In undertaking a Business Impact Analysis (BIA), the analyst is required to estimate the impact on the organisation of a disruption to a product, services, process, or activity. If you read the literature about undertaking a BIA, you will often find lists of types of impact that can be considered, such as financial or reputational, and in many instances you will see something such as “Damage to the Environment” listed as an impact. This is incorrect, and in a common misconception.
It is incorrect because something such as “Damage to the Environment” is not an impact on the organisation. It is an impact that a disruptive event can have, but the impact on the organisation is what happens as a result. Including such things as a direct impact on the organisation confuses cause with effect. A well known example will illustrate what I mean.
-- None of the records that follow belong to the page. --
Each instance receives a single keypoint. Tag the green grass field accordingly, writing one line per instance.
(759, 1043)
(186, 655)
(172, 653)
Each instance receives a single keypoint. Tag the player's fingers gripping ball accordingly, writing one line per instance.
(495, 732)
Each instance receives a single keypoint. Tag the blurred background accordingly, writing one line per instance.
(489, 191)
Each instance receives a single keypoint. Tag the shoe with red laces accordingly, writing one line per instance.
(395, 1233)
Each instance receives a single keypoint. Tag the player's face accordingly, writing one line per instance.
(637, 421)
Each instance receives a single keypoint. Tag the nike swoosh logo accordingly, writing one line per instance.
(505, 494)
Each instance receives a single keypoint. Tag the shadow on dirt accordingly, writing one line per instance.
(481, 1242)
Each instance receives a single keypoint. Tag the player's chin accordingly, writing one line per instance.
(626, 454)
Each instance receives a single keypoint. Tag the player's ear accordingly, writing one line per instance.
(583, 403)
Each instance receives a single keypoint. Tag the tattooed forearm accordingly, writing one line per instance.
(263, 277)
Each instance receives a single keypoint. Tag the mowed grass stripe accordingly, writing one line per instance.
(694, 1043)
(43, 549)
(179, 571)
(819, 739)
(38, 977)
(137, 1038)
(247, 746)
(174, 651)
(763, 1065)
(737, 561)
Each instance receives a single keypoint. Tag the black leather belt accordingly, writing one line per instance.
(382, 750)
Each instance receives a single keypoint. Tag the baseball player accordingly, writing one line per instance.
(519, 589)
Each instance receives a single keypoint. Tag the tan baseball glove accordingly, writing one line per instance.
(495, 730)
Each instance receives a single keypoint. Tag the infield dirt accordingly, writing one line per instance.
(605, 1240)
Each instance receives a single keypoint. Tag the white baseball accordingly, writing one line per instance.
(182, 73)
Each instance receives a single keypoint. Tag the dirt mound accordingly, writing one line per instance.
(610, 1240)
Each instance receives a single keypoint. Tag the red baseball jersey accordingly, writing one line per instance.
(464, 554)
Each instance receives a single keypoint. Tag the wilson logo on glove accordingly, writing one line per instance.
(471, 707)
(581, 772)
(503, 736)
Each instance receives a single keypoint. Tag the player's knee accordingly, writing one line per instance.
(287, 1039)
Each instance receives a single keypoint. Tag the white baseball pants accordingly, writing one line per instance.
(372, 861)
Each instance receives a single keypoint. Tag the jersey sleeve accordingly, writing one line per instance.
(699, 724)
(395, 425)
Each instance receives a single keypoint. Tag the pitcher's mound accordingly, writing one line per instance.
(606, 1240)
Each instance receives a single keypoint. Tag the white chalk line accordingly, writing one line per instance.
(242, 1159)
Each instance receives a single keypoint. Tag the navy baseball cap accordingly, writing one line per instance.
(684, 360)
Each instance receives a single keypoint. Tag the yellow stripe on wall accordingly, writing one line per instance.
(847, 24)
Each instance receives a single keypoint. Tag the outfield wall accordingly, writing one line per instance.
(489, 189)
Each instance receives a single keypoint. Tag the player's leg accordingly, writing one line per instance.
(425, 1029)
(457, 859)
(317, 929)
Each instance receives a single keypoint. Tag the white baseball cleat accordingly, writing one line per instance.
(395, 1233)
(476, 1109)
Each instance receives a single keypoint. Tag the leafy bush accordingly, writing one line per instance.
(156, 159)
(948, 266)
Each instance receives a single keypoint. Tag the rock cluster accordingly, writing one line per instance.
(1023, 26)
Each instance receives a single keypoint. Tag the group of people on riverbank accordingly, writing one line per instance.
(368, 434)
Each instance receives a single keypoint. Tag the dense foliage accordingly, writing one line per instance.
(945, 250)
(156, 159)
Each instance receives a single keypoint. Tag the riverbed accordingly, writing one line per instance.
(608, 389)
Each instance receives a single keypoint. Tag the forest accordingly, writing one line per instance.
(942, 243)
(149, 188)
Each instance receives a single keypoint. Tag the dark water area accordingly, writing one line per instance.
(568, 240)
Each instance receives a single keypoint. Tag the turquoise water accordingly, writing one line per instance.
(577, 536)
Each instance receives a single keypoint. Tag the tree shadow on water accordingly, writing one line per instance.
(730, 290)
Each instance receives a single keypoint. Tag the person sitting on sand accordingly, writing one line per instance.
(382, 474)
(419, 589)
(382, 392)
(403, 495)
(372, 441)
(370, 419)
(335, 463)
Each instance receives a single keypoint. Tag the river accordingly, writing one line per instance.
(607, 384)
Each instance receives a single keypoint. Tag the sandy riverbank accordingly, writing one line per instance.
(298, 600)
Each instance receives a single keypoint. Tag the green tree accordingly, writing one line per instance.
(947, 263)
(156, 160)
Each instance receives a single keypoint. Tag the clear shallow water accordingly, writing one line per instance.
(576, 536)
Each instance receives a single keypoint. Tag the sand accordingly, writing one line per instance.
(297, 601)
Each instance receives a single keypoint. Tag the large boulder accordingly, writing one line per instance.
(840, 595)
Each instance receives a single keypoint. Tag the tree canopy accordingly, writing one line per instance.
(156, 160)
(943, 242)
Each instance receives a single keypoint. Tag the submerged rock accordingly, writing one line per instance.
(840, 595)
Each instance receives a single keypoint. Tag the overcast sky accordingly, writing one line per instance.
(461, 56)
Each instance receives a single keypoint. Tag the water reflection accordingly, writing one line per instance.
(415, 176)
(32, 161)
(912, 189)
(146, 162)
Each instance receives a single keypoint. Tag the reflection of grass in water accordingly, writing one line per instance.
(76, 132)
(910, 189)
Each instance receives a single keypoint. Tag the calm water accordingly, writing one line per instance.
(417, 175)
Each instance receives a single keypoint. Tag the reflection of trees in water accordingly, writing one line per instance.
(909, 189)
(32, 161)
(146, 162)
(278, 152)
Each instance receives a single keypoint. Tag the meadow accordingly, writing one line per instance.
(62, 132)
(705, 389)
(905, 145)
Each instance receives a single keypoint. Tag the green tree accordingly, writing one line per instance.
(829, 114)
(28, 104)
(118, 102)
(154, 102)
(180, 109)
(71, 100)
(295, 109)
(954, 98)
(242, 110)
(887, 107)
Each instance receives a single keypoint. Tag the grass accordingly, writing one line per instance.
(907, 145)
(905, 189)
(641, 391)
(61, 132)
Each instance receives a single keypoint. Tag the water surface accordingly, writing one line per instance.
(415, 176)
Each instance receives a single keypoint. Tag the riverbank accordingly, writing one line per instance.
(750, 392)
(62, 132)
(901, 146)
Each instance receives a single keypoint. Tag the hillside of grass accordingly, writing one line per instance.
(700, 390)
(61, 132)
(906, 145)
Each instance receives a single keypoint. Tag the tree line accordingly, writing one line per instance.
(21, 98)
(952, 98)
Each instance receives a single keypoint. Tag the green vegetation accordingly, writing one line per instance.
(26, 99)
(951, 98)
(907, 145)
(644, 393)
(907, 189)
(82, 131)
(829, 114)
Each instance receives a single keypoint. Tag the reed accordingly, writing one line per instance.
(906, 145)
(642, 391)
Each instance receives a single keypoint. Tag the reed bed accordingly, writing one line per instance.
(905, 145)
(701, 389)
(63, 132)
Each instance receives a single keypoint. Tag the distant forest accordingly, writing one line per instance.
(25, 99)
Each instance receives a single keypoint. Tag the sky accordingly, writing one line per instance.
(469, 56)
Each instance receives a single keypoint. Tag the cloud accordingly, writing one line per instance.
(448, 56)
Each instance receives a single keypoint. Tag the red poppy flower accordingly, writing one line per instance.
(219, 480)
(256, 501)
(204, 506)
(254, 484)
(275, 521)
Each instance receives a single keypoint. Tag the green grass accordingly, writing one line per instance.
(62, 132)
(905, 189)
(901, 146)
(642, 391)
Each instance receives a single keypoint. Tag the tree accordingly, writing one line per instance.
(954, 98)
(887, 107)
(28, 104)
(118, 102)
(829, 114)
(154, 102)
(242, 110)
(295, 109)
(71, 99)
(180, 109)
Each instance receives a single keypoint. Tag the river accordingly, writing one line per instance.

The Deep Water Horizon oil spill has a major impact on the environment of the Gulf of Mexico, but the impact on BP was not environmental. The impact on BP was the reputational damage, the cost of cleaning up the oil spill, the compensation claims, and the fall in share price. Yes, “Damage to the Environment” is an impact, but only in so much as it is the cause of real impacts on the organisation.
Confusing cause and effect is, in my opinion, one of the common causes of poor BIA’s in the public sector. This is because analysts naturally look at the wider effects on society of a disruption to services, rather than the impact on the public sector organisation itself.